As belezas naturais do Estado de Alagoas não são apenas um atrativo para turistas. Praias com águas quentes, sol o ano inteiro e a presença de muitas lagoas. Esse cenário também favorece o cultivo de ostras, atividade que gera renda para as comunidades pesqueiras da região.
Nos últimos anos, a ostreicultura ganha força na economia alagoana, mas nenhum dado econômico pode chamar mais atenção que a mudança que ocorreu na vida das pessoas que passaram a criar ostras.
Antes, os pescadores sobreviviam da pesca em rios e da retirada de ostras e de sururu da lama dos mangues.
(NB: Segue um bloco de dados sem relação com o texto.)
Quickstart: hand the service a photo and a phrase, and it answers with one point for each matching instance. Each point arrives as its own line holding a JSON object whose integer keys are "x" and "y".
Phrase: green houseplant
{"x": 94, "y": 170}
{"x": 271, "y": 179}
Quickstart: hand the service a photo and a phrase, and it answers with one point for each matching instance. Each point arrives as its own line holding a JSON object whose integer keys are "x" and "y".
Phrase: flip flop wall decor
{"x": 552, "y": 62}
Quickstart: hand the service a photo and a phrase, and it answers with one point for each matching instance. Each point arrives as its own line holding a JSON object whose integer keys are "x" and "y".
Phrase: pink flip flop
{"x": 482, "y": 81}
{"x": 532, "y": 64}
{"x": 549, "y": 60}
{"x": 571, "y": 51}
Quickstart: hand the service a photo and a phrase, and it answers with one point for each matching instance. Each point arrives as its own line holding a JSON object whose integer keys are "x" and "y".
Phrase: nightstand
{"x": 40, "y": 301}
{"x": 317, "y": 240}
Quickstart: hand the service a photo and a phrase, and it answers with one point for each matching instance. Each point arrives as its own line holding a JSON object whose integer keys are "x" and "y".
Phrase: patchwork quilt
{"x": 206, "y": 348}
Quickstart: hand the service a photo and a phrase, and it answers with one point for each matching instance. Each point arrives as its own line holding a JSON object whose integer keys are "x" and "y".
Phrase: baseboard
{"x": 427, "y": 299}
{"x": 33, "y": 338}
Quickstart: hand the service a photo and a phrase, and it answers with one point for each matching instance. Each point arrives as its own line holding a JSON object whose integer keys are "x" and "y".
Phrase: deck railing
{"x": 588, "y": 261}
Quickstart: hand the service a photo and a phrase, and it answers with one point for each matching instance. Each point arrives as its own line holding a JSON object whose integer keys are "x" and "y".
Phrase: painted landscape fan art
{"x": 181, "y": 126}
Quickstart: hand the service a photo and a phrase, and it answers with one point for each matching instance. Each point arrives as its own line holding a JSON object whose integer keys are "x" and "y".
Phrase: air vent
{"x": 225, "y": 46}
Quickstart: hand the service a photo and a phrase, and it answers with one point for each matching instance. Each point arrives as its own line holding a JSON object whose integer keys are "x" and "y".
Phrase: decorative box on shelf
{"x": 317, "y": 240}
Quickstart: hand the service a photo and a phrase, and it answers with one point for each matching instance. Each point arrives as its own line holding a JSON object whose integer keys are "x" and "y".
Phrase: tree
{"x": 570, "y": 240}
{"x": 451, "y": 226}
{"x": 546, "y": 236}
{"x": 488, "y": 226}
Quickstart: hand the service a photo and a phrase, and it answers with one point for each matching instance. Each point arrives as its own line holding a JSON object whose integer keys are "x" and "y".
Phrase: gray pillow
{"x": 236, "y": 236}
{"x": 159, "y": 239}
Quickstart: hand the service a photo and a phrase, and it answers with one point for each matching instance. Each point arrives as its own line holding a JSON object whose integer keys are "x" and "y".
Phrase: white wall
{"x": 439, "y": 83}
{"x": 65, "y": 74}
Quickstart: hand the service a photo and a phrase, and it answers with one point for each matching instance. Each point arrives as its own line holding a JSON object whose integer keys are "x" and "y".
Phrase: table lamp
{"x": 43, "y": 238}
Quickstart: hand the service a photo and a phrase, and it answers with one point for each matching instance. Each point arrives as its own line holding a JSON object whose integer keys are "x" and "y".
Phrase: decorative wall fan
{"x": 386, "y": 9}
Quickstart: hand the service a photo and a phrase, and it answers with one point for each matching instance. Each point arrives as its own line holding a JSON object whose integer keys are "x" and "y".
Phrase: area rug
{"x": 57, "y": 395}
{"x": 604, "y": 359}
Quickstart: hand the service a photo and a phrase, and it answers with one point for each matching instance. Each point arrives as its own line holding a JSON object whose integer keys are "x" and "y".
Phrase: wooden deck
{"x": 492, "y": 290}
O pouco que conseguiam coletar nessa lida era comercializado para turistas.
– A gente enfrentava muita lama e se cortava nos cascalhos de ostra dentro do mangue. Além de não ter certeza de como seria cada dia, se conseguiria ter produto para vender – relata Manoel Cícero Rocha, 46 anos, considerado o primeiro maricultor de Alagoas.
Hoje, Cícero, como é conhecido na comunidade, é presidente da Associação Paraíso das Ostras.
Cícero conta que a vida dos moradores da Comunidade da Palatéia, em Barra de São Miguel, no litoral sul do Estado, tem mudado com o Programa de Cultivo de Ostras, que faz parte do Projeto Cadeia Produtiva da Aqüicultura do Sebrae em Alagoas.
– É um grande parceiro. O projeto melhorou a nossa vida em 100% – diz.
Nessa transformação, a casa de Cícero também mudou. Era de barro, hoje é de alvenaria e já tem alguns eletrodomésticos.
Com o extrativismo, Cícero ganhava por mês, em média, R$ 60 para alimentar os cinco filhos. Agora, com a ostreicultura ele consegue em média R$ 300 mensalmente. A atividade, mais rentável, fez com que a esposa dele, Maria Cícera Marques, conhecida por Ciça, também participasse da criação de ostra.
– Trabalhamos juntos no cultivo e sabemos que agora a renda depende do nosso esforço – ressalta Cícero.
A Associação Paraíso das Ostras é formada por 32 famílias que trabalham com a ostreicultura. Eles começaram em 2002 com dez mesas de cultivo e hoje já têm 300 mesas. Com esse aumento, a associação produz 3,5 mil dúzias de ostras por mês e já consegue mercado para parte da produção.
– Tem um restaurante que compra 50 dúzias por semana – diz Ciça.
As ostras menores, de oito a dez centímetros, são vendidas por R$ 5 a dúzia. Já as maiores, com até 12 centímetros, são vendidas a R$ 10 a dúzia.
Em Coruripe, a 85 quilômetros de Maceió, 13 pessoas também vivem da criação de ostras. Elas fazem parte da Associação Aobarco, formada, em sua maior parte, por mulheres. Antônia Maria Faustino de Azevedo, 43 anos, é uma das ostreicultoras de Coruripe. Ela conta que recebeu vários cursos do Sebrae e lições sobre planejamento da produção.
O dinheiro que Antônia consegue com a venda das ostras reforça a renda da família.
– Eu junto esse dinheirinho com o do meu marido, que é eletricista – conta.
Para ela, o que falta agora é reforçar o mercado.